Dr Katie Groom is a Senior Lecturer in the Department of Obstetrics and Gynaecology, University of Auckland and Subspecialist in Maternal Fetal Medicine at National Women’s Health, Auckland City Hospital. Her research focuses on clinical trials of therapies and interventions for the prevention and treatment of the major complications of pregnancy – preterm birth, preeclampsia and fetal growth restriction. She is currently the Chief Investigator for the EPPI trial and the STRIDER NZAus trial. In addition to her role within the IMPACT Network, Katie is a Board member of PSANZ and ACTA and Chairperson of the Executive Committee for the ON TRACK New Zealand Maternal and Perinatal Health Clinical Trials National Network.

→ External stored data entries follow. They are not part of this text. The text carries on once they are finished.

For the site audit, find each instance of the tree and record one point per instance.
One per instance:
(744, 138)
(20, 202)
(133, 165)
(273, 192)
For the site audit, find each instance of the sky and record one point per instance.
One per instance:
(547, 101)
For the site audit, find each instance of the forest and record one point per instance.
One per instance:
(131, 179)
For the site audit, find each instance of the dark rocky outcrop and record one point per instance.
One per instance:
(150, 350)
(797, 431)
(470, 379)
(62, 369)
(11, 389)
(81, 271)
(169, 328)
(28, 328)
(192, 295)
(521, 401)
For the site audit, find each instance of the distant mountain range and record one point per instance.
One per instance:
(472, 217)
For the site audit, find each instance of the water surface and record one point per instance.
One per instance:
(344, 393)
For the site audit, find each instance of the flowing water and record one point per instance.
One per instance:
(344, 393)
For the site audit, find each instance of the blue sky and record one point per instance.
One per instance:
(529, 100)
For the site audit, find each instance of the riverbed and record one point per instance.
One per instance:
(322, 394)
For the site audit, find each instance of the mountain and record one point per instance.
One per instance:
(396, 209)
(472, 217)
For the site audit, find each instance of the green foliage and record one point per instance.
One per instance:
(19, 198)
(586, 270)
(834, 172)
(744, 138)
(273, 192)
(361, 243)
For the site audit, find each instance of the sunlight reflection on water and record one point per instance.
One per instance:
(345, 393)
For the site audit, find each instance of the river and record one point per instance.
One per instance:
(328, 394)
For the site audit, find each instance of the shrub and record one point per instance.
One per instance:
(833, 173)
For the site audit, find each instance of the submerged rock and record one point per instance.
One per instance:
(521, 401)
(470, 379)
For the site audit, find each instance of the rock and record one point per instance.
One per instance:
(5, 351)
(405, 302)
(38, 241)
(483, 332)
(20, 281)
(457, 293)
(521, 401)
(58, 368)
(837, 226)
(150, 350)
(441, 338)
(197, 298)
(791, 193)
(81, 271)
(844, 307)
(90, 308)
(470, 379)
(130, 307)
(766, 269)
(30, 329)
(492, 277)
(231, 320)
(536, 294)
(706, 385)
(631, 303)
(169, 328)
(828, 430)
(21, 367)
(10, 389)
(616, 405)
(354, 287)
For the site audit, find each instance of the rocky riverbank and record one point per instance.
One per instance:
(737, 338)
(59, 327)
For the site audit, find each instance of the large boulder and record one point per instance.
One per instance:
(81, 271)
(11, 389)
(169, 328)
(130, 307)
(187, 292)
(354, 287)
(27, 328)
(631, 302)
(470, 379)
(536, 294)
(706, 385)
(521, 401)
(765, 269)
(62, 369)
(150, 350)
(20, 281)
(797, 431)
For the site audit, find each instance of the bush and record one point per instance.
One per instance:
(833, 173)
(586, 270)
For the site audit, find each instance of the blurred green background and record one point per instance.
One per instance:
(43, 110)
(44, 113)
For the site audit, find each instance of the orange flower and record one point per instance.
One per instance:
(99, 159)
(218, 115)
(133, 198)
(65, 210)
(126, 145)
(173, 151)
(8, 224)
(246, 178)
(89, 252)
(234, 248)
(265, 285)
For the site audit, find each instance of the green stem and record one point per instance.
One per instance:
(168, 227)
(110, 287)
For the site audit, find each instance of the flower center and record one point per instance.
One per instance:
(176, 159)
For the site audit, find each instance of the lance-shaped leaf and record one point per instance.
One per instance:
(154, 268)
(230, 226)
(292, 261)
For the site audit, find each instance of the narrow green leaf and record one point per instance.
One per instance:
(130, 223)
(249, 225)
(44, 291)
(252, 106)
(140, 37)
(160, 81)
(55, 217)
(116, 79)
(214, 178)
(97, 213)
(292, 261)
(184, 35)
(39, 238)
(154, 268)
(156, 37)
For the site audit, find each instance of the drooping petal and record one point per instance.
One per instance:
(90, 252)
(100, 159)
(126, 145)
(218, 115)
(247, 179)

Dr Victoria Kain in an academic at Griffith University in the School of Nursing and Midwifery where she is currently the Director of Undergraduate Programs (Nursing). She is also a member of the Menzies Health Institute Queensland, and has a research profile in perinatal and neonatal palliative care and neonatal nursing workforce planning. Victoria has been a neonatal nurse for 25 years and is the convenor for undergraduate and postgraduate neonatal nursing courses at Griffith. She also has an interest in curriculum based research including internationalisation of curriculum. She has been an associate editor for Neonatal, Paediatric and Child Health Nursing from 2011-2015 and is active in the Australian College of Neonatal Nursing. She is also a founding executive member of the Perinatal Society of Australia and New Zealand Perinatal Palliative Care Special Interest Group (PSANZ).
Professor Peter Anderson is a psychologist and Senior Principal Research Fellow at the Murdoch Children’s Research Institute and Professorial Fellow in the Department of Paediatrics at the University of Melbourne. He is Group Leader of the Victorian Infant Brain Studies (VIBeS) team, which has an international reputation for studying the impact brain injury and brain development has on cognitive, motor, educational and behavioural outcomes in high-risk infants. Professor Anderson is on the executive of the National Health and Medical Research Council (NHMRC) Centre for Research Excellence in Newborn Medicine. He is also a senior researcher in the Victorian Infant Collaborative Study Group (VICS) and co-director of the Australian Centre for Child Neuropsychological Studies (AC-CNS).
Dr Adrienne Gordon is a Senior Staff Specialist Neonatologist in the Royal Prince Alfred Hospital Centre for Newborn Care and an NHMRC Early Career Fellow at the University of Sydney. Her Fellowship aims to develop and pilot test a culturally appropriate information resource for pregnant women targeting health behaviours that can optimise pregnancy outcome. She led the Sydney Stillbirth Study and has established a district health service for families who have experienced the loss of their baby. She is Deputy Chair of the National Scientific Advisory Group of SIDS and KIDS, a member of the IMPACT network, a PSANZ board director, NSW regional coordinator for IMPROVE and a member of PSANZ-SANDA and the ANZSA research consortium.